可是——
画面中人的裙子下摆已经湿透,鱼尾部分要比其他地方深上一些,很显然被海水打湿过。她似乎是想往礁石的更高处爬去,却因为脚滑踉跄了下。堵车长队慢慢恢复流通,信号灯由红转绿,车子重新启动的那一刻,她扎在头上的黑白相间丝巾松落,一下子被风吹远像海鸥振翅而飞。
震裂的关门声伴随着急刹车。
“草。”
司机破口大骂了一声。
“张佳乐前辈这是怎么了!?”
“靠,他怎么往海边跑去了啊。”有人打开了车窗。
林敬言推了推眼镜,捡起了掉落在脚边的手机。
终于知道远处礁石上的人为什么会往回走了,当时自己还将双手比成方形相框,单眼咔嚓拍下了那处远景,等回过神,脚踩在同一块礁石的其他人,居然都不见了踪影。
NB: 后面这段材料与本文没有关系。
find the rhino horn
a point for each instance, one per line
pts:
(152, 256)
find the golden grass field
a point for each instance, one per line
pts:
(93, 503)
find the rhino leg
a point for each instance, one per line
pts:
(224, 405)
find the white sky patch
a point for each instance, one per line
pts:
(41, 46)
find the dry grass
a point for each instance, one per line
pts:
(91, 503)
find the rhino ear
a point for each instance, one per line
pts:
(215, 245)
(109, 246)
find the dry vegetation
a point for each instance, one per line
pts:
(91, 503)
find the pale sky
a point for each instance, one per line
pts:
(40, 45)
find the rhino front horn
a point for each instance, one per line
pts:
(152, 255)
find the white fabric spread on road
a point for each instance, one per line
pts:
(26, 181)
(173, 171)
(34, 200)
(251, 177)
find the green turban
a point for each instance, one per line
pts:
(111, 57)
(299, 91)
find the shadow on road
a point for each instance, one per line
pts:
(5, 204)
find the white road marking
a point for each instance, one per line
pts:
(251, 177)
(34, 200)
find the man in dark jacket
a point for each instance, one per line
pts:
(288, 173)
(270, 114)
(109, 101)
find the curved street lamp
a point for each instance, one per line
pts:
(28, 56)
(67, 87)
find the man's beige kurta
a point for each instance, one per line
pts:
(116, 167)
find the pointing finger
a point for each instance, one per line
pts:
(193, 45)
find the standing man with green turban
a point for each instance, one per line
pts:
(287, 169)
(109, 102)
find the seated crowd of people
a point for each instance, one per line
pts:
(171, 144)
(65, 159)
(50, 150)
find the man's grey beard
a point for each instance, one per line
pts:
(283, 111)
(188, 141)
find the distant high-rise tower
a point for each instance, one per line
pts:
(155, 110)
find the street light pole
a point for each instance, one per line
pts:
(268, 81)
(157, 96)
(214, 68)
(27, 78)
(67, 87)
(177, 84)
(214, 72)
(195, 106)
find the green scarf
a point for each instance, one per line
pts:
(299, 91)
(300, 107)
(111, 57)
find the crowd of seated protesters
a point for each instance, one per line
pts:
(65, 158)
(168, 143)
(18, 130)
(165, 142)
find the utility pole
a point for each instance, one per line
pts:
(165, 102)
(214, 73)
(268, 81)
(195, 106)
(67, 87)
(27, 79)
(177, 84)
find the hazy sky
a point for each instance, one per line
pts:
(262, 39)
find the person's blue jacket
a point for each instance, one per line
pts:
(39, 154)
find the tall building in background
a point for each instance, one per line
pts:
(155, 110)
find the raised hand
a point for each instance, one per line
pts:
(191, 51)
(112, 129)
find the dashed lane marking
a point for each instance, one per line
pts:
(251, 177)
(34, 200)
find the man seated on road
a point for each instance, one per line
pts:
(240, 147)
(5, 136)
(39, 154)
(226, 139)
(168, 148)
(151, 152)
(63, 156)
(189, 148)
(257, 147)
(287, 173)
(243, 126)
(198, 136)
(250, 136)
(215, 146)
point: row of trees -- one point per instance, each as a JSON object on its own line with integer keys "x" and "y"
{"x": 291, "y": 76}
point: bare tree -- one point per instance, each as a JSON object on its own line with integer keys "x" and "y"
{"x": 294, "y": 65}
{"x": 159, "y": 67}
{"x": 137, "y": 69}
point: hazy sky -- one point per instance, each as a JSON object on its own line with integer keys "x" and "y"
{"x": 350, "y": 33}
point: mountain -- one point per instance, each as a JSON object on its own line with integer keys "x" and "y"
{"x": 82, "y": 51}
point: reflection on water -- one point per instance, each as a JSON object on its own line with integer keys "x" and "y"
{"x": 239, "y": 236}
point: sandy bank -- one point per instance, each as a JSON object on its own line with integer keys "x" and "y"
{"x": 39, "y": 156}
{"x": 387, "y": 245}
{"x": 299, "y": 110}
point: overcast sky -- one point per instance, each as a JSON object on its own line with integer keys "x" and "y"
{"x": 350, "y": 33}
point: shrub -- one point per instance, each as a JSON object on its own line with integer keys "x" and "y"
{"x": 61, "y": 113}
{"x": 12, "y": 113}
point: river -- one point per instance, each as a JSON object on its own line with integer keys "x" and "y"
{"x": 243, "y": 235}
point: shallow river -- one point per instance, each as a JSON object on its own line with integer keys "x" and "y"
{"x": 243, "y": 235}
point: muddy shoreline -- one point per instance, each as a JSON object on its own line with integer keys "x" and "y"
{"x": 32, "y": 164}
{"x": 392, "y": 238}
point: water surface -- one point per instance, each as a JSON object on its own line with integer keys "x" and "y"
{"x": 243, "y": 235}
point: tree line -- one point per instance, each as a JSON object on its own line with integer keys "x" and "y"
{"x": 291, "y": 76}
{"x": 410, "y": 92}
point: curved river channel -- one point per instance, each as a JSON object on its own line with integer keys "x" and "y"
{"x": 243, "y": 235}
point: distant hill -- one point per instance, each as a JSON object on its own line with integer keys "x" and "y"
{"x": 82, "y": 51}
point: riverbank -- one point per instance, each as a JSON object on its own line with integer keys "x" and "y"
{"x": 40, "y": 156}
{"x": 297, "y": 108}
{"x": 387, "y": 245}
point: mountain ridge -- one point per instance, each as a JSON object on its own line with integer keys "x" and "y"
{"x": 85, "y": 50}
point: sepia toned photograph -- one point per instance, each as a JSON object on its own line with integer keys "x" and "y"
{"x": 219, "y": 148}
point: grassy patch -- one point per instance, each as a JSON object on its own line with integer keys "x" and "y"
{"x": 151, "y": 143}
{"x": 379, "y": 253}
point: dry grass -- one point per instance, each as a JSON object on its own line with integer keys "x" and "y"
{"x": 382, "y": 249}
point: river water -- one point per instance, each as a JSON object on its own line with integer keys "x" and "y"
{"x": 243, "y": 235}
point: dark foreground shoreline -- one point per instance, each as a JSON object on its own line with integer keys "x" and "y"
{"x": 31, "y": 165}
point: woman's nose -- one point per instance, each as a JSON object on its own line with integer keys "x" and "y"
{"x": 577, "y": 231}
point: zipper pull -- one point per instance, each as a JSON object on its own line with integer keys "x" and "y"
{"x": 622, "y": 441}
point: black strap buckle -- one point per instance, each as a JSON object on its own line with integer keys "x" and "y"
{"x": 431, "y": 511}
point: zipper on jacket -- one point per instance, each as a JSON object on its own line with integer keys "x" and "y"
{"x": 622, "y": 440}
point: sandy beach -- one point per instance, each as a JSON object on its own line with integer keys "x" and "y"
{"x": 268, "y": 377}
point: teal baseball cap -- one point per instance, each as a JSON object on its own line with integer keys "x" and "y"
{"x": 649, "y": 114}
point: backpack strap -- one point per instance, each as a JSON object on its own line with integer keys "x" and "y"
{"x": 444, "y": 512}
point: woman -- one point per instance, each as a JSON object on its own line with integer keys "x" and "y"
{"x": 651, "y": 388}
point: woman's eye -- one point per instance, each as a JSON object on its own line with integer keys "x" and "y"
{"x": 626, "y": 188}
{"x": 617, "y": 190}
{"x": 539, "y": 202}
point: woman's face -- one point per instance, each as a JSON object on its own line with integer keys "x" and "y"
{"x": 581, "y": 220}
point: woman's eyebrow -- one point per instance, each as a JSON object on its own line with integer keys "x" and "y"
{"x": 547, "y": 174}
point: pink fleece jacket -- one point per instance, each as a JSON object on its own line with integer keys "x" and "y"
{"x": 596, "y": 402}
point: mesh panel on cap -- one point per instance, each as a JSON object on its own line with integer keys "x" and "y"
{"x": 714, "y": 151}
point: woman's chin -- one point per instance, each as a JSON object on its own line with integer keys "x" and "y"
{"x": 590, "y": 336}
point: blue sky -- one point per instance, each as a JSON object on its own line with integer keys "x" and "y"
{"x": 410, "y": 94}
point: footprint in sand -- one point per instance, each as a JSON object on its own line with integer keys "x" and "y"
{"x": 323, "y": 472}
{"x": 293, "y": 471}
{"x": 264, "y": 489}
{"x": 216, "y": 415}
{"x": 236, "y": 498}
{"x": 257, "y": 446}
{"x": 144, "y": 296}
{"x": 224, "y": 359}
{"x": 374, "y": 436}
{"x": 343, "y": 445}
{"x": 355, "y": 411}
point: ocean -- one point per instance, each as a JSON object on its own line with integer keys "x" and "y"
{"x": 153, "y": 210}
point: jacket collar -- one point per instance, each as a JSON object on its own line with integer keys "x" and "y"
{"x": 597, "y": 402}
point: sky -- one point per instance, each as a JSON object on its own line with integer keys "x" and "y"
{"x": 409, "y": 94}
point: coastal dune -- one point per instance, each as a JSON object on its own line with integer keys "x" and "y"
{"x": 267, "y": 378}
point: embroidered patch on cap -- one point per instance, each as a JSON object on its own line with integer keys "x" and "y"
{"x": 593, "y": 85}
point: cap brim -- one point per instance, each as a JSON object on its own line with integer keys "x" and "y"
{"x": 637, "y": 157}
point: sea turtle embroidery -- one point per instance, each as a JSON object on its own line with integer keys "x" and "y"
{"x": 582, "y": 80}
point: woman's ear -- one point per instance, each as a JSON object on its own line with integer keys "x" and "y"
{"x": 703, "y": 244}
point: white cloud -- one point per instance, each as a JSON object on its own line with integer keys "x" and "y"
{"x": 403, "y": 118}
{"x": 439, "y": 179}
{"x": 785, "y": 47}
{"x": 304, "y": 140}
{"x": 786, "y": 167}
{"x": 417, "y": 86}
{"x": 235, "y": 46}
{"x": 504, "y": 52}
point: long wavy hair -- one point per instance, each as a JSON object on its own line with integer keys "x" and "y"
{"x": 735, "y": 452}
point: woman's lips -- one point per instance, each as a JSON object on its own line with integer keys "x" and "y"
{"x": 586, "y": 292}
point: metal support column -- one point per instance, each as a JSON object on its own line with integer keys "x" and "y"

祁苑左顾右盼,来时的路就这么莫名没了,离得最近的那么大一块礁石一不留神就隐到了海水下面。
这可怎么办?
随着潮水涨落,唯一的通道若隐若现,她提起裙摆,每次下定决心试图跳过去,那个看准了的落脚点就会被涌上的潮水覆盖。如果一脚踏空……岂不是会落入海中。不禁打了个寒颤,搞什么,她从来不知道海面上的礁石还会莫名消失,这叫做什么?这就叫做潮汐,只是祁苑现在压根想不起这一自然现象的学名。